At present, most of the work of sentiment analysis focuses on the research of sentiment polarity directly presented by the text. It mainly uses statistical machine learning methods to divide the text into positive emotions and negative emotions. There are few studies on the emotions of students that may be triggered by the text [14].

The purpose of student sentiment analysis is to study the mechanism by which language and text inspire students to produce emotions such as joy, anger, sorrow, and happiness and to predict the emotions that students may produce after reading the text. Students’ online evaluation of teaching is a key link in the development and support system of teachers in various universities. In the practice of online teaching evaluation for many years, universities have accumulated massive amounts of textual data on teaching evaluations. However, due to the non-structural characteristics of the texts of teaching evaluations, routines cannot be carried out. The statistical analysis of the data results in low data utilization. If things go on like this, not only does the teaching evaluation data fail to fully play its role in improving the teaching level of teachers but it also reduces the enthusiasm of students to participate in the evaluation of teaching. Analyzing and studying student emotions through evaluation texts has important practical significance and research value in understanding students’ mental state and information retrieval [5]. However, because human emotions are very complex and student emotions are even more diverse, research is relatively difficult, and it is still in its infancy [6]. Existing studies often use hand-designed feature extraction methods to extract text features that affect students’ emotions, ignoring the word order and context information of the text and failing to capture the complex language phenomena in the text. Also, most of the current mainstream student sentiment analysis methods adopt a multi-label way to express, and it is difficult to reflect the complexity of a variety of interrelated human emotions [7, 8].

Aiming at the problems that most existing models are not suitable for analyzing complex student emotions and ignoring the relationship between emotions, a teaching evaluation text emotion analysis model using attention mechanism and CNN-BLSTM model is proposed. Compared with other emotion analysis models, the innovations of the proposed model are as follows:(1)In order to improve the text feature extraction ability of the proposed model, it uses the CNN model to set up convolution windows of different sizes to extract the binary and ternary features of the text. In addition, BLSTM is used for sequence feature extraction, thereby providing highly reliable text features for subsequent classification.(2)In view of the lack of consideration of the relationship between emotions in traditional analysis models, the proposed model introduces an attention mechanism. It can adaptively combine context information and student emotion information to extract key text features that affect student emotions, effectively improving the accuracy of emotion classification.

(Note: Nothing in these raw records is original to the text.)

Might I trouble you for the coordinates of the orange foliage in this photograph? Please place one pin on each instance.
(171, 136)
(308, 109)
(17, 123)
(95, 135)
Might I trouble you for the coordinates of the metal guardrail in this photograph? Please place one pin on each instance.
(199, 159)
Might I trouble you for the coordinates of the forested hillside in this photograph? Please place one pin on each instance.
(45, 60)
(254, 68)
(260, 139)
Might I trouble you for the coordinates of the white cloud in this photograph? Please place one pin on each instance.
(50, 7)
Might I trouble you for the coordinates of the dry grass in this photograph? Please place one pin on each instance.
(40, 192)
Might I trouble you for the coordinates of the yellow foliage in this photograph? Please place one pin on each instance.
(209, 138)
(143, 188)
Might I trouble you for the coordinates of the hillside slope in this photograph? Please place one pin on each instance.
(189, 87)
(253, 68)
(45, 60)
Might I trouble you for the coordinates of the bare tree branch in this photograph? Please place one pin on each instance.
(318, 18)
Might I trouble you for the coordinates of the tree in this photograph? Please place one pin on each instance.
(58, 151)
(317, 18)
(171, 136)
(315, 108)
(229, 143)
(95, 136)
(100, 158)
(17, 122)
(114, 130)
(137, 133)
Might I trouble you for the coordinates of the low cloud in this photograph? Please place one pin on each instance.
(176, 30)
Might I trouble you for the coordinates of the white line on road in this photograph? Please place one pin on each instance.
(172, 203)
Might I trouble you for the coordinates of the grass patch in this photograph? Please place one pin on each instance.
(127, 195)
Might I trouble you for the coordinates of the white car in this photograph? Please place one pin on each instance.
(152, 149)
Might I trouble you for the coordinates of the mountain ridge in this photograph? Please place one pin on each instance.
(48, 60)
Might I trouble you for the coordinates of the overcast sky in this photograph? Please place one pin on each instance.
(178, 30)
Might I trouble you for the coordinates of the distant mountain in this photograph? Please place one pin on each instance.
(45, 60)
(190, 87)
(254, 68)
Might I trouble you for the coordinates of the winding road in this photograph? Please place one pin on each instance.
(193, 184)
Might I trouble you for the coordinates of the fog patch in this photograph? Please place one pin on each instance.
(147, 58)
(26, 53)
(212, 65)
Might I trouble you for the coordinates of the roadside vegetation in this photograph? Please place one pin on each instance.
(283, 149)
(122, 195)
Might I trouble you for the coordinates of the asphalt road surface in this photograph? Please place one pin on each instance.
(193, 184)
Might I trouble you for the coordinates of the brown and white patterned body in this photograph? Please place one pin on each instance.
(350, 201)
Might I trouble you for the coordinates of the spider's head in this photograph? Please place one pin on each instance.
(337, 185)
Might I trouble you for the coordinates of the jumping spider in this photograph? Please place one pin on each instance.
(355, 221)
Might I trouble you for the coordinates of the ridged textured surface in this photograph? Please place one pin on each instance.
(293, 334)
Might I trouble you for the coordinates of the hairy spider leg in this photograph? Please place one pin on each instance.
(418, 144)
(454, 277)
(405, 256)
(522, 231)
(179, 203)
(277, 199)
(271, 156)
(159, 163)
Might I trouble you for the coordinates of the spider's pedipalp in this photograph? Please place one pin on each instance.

Thanks to the rapid development of computer technology, the research objects of sentiment analysis have also developed from sentence and document level to attribute set data, which have better analysis accuracy and reliability [9]. Sentiment analysis methods have also made considerable progress from the initial sentiment dictionary-based sentiment analysis to machine learning-based sentiment analysis and then to deep learning-based analysis and research [10]. There have been many research studies on sentiment analysis based on sentiment dictionary, such as reference [11] extracting binary relations through word segmentation and dependency analysis. The existing sentiment dictionary is combined with web page information and manual annotations to mark it to form a binary relational knowledge base for sentiment analysis. But it did not take into account the influence of different contexts on emotional orientation. Reference [12] describes a rule-based sentiment analysis method. A sentiment dictionary based on morphological rules and ontological models is used for text sentiment analysis, and the language part that defines the sentiment of the text is determined. A good classification result has been achieved, but the classification accuracy needs to be improved.

Attribute-level sentiment classification based on machine learning mostly uses traditional machine learning classifiers such as support vector machines and Naive Bayes. For example, Samara et al. [13] studied the use of active stimuli to recognize emotional states. A hierarchical machine learning method for emotional state recognition based on facial expressions was proposed. The feature representation based on Euclidean distance is combined with the custom coding of the user's self-reported emotional state. A more accurate emotion recognition is achieved, but the recognition efficiency needs to be improved. Basha et al. [14] proposed a machine learning text emotion recognition method. Using natural language processing technology, emotional information is extracted and recognized when reading or writing. However, the accuracy of emotion recognition for daily non-standard language or behavior expression is poor.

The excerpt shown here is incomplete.